When hundreds of immigrants celebrated Mexico's Independence Day at an Anaheim parking lot, they transformed the tarmac into a boisterous village carnival.

Vendors sold T-shirts with images of revolutionary Emiliano Zapata and his latter-day namesake, the Zapatista Revolutionary Army. Food stands hustled tacos and churros, sugary fried dough. The crowd cheered as an announcer called out the names of Mexican states.

As the sun set, the classic norteno band Los Cadetes de Linares took the stage and played "Palomita Blanca."

On that Orange County street corner, everything was cien por ciento Mexicano -- 100% Mexican. Everything, that is, but the man staging the event.

Ted Holcomb doesn't speak Spanish. He has never been to Mexico. Yet he has learned to put on carnivals across Southern California that mirror the annual festivals that Mexican villages hold to honor their patron saints.

"I have a closet full of [Spanish] books and tapes," Holcomb said. "I just don't have time to study them."

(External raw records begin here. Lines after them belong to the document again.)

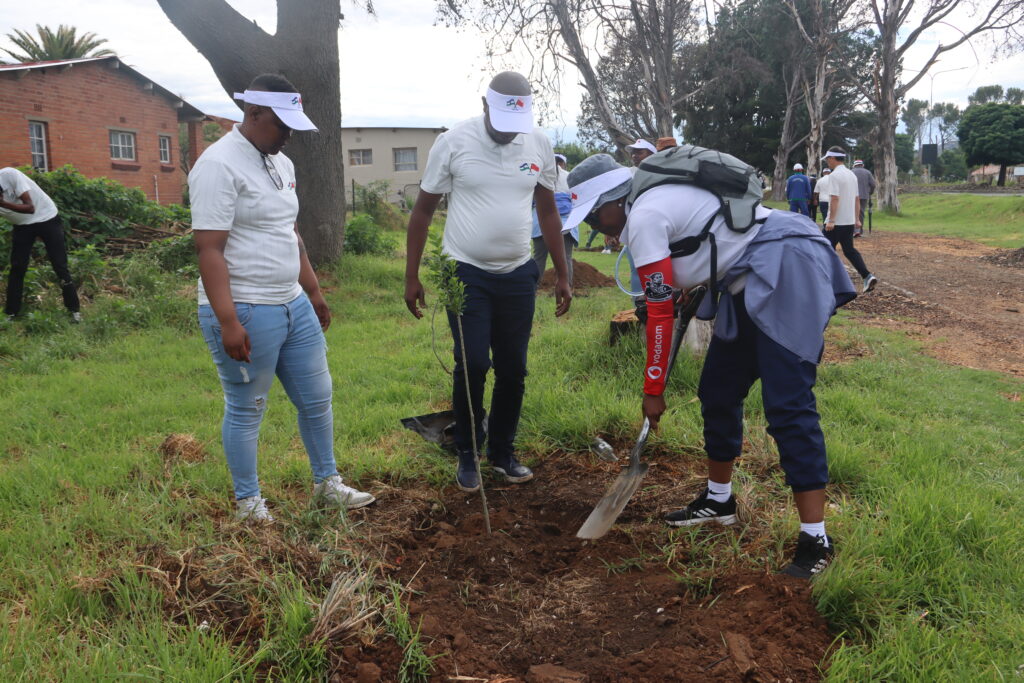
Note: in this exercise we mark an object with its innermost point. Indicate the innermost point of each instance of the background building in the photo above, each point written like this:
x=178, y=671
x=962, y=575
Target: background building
x=394, y=155
x=100, y=116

Over the last decade, Holcomb has carved a sizable business niche by offering an echo of home to tens of thousands of Mexican immigrants.

He is not alone.

The buying power of Southern California's 5 million or so Spanish-speakers, most of whom are Mexican, is measured in the billions of dollars. But most of the largest enterprises selling cherished parts of Mexican culture are owned by Koreans, Lebanese, Iranians, Israelis and nonimmigrant English speakers, people who have built their own American dream on Mexican immigrant dollars.

"You have these clever entrepreneurs who have seen an opening and they've really gone after it," said Waldo Lopez, a business consultant to the Tomas Rivera Policy Center at USC.

Among the more notable examples:

* El Gallo Giro, a seven-restaurant chain that resembles a typical Mexican taqueria, selling birria, atole, pozole and beef tongue tacos, is owned by Charles Bonaparte, a Frenchman.

* La Curacao, the largest Southern California department store aimed entirely at Latino immigrants, is owned by Jerry and Ron Azarkman, brothers who came to the United States from Israel in the early 1970s. They started out selling electronics door to door in immigrant neighborhoods.

La Curacao also holds the West Coast franchise for Pollo Campero, a wildly popular Guatemalan fried-chicken chain that is the reason that Guatemala is one of the few countries in the world with no Kentucky Fried Chicken restaurants.